とっさに対応出来たポチとポン太は、テーブルの下に滑り込んだが、
「タマっ!」
壁際に立っていたタマは、突然に背中を襲った衝撃で、身体を吹っ飛ばされた。
何が起こったのかわからない。
それを理解する前に、店内にいる人間の数が増えている。
トカゲの肌のような弾性ゴム地で出来た、目以外をすっぽりと覆う衣服を身につけたそいつらは、総勢5人でそこに立っていた。

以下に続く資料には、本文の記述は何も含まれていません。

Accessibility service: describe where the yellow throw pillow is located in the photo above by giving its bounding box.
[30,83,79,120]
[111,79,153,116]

割れたガラスと、舞う白煙の中から湧くように、いきなり出現していた。
前に3人。
それに背中を預けるようにして背後を警戒する2人がいる。
ヒュッ
とかすかな音がして、カウンター越しに、目にも止まらぬスピードで何かが飛んだ。
正面に立つ男の腕には、プロテクターでも仕込まれているのだろう。
無造作に腕をあげて、顔面を違わず狙ってきたそれを打ち落とす。
カチャン
と金属音をたてて床に転がったのは、厨房にあったはずの包丁だ。
男は攻撃を回避したことを誇るように目を細める。
そして笑顔のまま、ゆっくりと身体を倒していった。
――倒れた男の喉元に突き立っていたのは、包丁をおとりに、同時に投げられていた銀色のフォーク。
そして厨房から外に出られる裏口のドアが、
バタン
と音を立てて閉まった。
「チッ」
残った4人の男たちは、さほど動揺することもなく舌打ちして、一斉に厨房へと走り出す。